The purpose of this document is to provide a practical overview of the Dissertation Criteria & Rating Scale. The document provides information on two levels of the scale: baseline information is provided for each individual tab of the Practitioner Dissertation Criteria & Rating Scale Microsoft® Excel® document (derived from the revised dissertation process), and summary detail is provided for the domains contained therein—summarized from the criteria provided within the scale.

Tab 2: Concept Paper Review Criteria

The concept paper review is a review of a basic outline of the foundations of a learner’s dissertation research. This review is conducted as an evaluative assessment for DOC/721R, the second year residency course. At this point in their respective program, learners need only develop an outline that details three elements, problem formation, contribution to knowledge, and an initial discussion of the relevant scholarship that delineates and contextualizes the proposed study, which correspond to the first three subdomains of the scale. At this stage, learners are assessed on their capability in developing a feasible and appropriate study for doctoral-level inquiry.

Problem Formation

Criteria in this domain address the ways in which the background of the research has been articulated, how a need for inquiry has developed from this background, why this inquiry is needed, and how the researcher is proposing to undertake this inquiry. Accordingly, elements from subsequent sections of the rating scale may be present in this domain, but they should be summative, rather than repetitious, accounts.

Note. This domain also addresses the alignment of the research design to the identified question, thus the feasibility and appropriateness of the study.

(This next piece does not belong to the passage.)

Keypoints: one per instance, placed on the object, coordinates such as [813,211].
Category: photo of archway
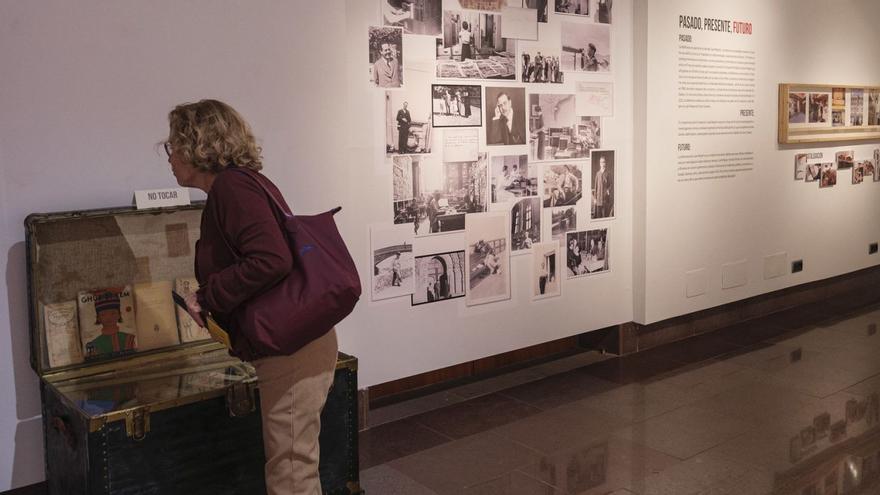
[439,277]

Tab 3: Committee Review – Literature

The learner’s dissertation committee, because of their expertise in the field of inquiry assess that the learner’s treatment of the literature is adequate to doctoral-level inquiry. At this level, the learner must have exhaustively reviewed, synthesized, and situated the literature corresponding to the study’s topic, its methodological approach, and its potential contribution to the discipline.

Literature Review

The domain that addresses the study’s literature review contains several elements, related to both content and form: coverage of the content literature, coverage of the methodological literature, synthesis of the literature, a treatment of the dissertation’s significance in relation to the literature, and the rhetorical narrative developed via the review. To summarize, literature reviews are expected to evidence learners’ grasp of the historical and current literature related to their study, as well as the literature that describes and supports the decision to utilize their selected method of inquiry. These content elements should be synthesized into a cogent narrative that provides a comprehensive background to, argues the need for, and situates the proposed research within the discipline.

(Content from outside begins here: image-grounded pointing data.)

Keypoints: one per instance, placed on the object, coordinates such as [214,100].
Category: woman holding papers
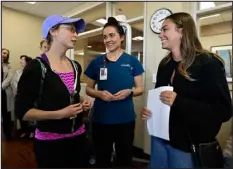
[55,103]
[115,73]
[200,101]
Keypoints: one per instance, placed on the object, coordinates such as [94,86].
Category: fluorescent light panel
[210,16]
[206,5]
[102,21]
[31,2]
[138,38]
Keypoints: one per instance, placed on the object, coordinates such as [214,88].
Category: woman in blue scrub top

Tab 4: Quality Review – Proposal

All learners in the SAS doctoral programs submit their dissertation proposals for a quality review by appointed SAS faculty. This review ensures that the learner has clarified the research questions/hypotheses he or she is using to guide the study and developed a method and approach to inquiry that appropriately responds to the problem, the question, and the literature.

Design and Logic

Criteria in this section focus on the detailed account of a proposed study’s design. Subdomains also focus on the appropriate application of a particular research tradition to the proposed area of inquiry and the comprehensive alignment of the study’s design, its intent, and its intended outcomes.

Tab 5: IRB Review

Largely because of the difficulty in assessing ethical components in proposed or completed research, application of the third page/tab of criteria is largely the purview of the Institutional Review Board (IRB). These criteria are assessed via evidence from the proposal, as well as the IRB forms that must be completed by all learners prior to data collection.

Ethics in Reporting

Criteria in this domain focus on the appropriate use and reporting of informed consent, the strategies for ensuring participant confidentiality, and the clarity, safety, and transparency of procedure in the research design and protocols.

Tab 6: Quality Review – Final

The final quality review centers on the data analysis and interpretation components of the study. The review is conducted by appointed faculty and qualified external reviewers to ensure that the highest levels of intellectual rigor are maintained in the systematic process of analyzing and contextualizing data in terms of the study’s design. As such, a learner cannot defend his or her dissertation until successfully completing this quality review.

Sources of Evidence

This domain’s criteria center on the description of the study’s data sources, how collection processes were engaged throughout the research, the larger context in which data collection took place, and the ways in which these collection procedures supported the research design and intent.

Measurement and Classification

The measurement and classification criteria address the presence, accuracy, and clarity of a researcher’s structuring and organizing of data. Elements assessed via this criteria include coding structures, descriptive statistics, scales, data reduction techniques, and member checking regarding the coding/classifications used by the researcher.

Analysis and Interpretation

A general set of criteria are applied to all dissertations regarding data analysis and interpretation, and these criteria center on the nature of the evidence that supports any outcomes or claims, the presence of some inquiry toward disconfirming evidence, congruence with both the research questions and the outcomes suggested from the evidence, and linkages between interpretation, previous research described in the literature review, and the contributions of the present study.

Quantitative Study Analysis and Interpretation: For quantitative research, the scale enhances these criteria with additional emphases on the presence and accurate utilization/interpretation of descriptive/inferential statistics, statistical testing, and effect indices, as well as considerations of possible compromises to the study’s validity.

Qualitative Study Analysis and Interpretation: For qualitative research, the scale enhances these criteria with additional emphases on clarity/transparency of interpretation processes, warrant for claims made that are grounded in concrete examples from the data, and greater contextualization of the claims made, due to the more subjective nature of qualitative inquiry.

Generalization

This domain addresses the intended scope of a study’s generalizability, the depth of the researcher’s discussion of the study’s population and context, and the logic applied to any claims of generalization.

Tab 7: Editorial Review

After final approval by their chair/committee, learners are required to submit their final manuscripts to an editing service sponsored by the university. The final page/tab contains the criteria the editing service provides in this review.

Title, Abstract, and Headings

Criteria herein address the accuracy and appropriateness of the title, abstract, and headings.

Writing

These criteria assess the clarity, tone, precision, and mechanics of the writing in the dissertation.